Снова молчание. Внезапно я пожалел об этом разговоре. Уже много лет я пытаюсь разобраться в себе. Чем мне поможет мальчишка, заживо сгоревший в пламени последней мольбы?

Чем я сам помогу себе?!

— Пленник… Ребенок, за которым меня послали?

— Да…

Вспомнились глаза — страшные, недетские глаза, способные ввергать Душу в пучину чужой памяти. Я не верю в чертей, которых боятся глупые гои. Но в тот миг я был готов поверить даже в рогатых бесов.

— Князь выбрал меня, чтобы доставить ребенка в наш мир. Думаю, он — княжеский родич. Может быть, внук.

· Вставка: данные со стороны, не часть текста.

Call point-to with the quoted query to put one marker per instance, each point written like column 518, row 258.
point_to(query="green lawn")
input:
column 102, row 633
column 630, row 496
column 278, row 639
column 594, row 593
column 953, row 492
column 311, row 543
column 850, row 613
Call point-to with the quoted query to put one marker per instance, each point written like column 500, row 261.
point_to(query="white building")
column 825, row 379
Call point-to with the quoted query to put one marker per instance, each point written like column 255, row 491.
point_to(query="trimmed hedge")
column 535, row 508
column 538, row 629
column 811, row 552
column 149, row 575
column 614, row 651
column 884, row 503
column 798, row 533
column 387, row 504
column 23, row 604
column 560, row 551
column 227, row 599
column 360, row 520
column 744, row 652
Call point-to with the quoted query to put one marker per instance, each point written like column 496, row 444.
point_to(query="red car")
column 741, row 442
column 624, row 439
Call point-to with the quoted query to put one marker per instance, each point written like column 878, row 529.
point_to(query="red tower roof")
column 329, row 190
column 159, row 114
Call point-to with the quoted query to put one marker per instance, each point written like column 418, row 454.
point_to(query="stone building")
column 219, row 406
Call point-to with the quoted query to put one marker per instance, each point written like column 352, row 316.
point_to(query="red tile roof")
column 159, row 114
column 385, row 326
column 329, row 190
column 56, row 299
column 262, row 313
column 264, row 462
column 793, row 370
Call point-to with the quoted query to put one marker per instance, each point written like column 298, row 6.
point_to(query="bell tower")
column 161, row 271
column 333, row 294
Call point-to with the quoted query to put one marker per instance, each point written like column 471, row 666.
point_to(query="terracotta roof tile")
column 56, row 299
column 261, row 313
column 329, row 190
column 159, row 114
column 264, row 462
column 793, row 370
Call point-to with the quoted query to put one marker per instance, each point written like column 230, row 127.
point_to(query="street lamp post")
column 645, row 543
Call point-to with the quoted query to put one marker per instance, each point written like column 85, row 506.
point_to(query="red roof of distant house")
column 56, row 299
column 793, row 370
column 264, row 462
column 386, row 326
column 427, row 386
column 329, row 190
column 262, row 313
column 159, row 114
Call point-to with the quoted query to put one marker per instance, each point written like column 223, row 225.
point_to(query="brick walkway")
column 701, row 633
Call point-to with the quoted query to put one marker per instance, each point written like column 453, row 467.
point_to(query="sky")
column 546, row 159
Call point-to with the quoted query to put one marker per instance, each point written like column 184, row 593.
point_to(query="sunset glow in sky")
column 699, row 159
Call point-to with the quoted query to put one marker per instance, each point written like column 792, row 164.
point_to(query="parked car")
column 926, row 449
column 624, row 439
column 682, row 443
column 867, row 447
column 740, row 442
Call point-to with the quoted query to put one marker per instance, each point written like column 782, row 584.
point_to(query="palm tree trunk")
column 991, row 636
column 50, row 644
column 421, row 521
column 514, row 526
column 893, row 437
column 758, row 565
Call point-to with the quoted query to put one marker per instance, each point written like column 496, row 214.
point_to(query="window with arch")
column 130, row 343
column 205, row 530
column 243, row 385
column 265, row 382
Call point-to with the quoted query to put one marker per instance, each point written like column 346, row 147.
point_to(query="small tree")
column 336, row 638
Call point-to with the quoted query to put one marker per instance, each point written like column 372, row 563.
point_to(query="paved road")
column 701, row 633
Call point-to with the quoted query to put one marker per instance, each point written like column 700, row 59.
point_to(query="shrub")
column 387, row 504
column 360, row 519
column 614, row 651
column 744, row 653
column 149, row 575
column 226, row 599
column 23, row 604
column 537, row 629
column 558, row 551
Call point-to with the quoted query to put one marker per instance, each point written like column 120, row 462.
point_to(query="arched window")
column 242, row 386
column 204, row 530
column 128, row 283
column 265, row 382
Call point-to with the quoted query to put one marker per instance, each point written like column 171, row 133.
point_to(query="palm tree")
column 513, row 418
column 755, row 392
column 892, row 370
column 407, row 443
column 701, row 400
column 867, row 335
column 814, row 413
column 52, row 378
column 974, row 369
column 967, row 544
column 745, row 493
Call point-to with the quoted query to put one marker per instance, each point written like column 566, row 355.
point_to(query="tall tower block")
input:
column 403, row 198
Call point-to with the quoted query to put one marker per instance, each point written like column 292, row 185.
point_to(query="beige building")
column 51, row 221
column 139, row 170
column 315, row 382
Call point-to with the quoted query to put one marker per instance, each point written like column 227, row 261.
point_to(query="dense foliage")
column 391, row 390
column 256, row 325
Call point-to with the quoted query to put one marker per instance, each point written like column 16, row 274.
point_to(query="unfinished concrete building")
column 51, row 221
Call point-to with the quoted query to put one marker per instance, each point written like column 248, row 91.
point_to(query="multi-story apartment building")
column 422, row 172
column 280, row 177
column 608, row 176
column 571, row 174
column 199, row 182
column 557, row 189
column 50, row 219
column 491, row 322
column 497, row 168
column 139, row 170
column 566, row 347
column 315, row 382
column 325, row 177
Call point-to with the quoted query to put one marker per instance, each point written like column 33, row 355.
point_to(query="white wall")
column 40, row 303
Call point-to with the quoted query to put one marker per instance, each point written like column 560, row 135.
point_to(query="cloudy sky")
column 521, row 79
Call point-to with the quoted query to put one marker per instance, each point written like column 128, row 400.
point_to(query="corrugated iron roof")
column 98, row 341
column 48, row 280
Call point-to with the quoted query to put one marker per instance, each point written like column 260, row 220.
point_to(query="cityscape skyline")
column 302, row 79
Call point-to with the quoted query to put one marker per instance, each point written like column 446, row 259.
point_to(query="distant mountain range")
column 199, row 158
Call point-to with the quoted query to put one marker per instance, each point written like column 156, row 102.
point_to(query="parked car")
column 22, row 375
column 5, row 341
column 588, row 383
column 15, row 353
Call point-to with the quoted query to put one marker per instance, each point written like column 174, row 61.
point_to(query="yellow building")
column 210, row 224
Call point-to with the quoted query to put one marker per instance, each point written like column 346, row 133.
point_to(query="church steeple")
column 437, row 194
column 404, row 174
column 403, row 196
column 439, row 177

Я не поверил. Внук мелкого князька пересекает Рубеж, пронзая границы сфир?

— Но князь… Он не просто человек. И, может, не человек даже. Ты знаешь о духе, который может жить и в камне, и в людской плоти? а потом менять того, в чье тело вселился? Я понял, что стою на берегу реки. Но на другую сторону не перебраться — поздно. Двойник узнал что-то важное, краешек тайны, неясной пока и ему самому.

— Ты услыхал, что хотел? Если да, то отпусти меня. Он прав. Я открыл глаза, чтобы на миг отдохнуть от беспощадной белизны. Я ничего не узнал и уже не узнаю. Хлеб Стыда на сей раз не достался мне.

— Прости. Я побеспокоил тебя, Двойник. Уходи — и прощай!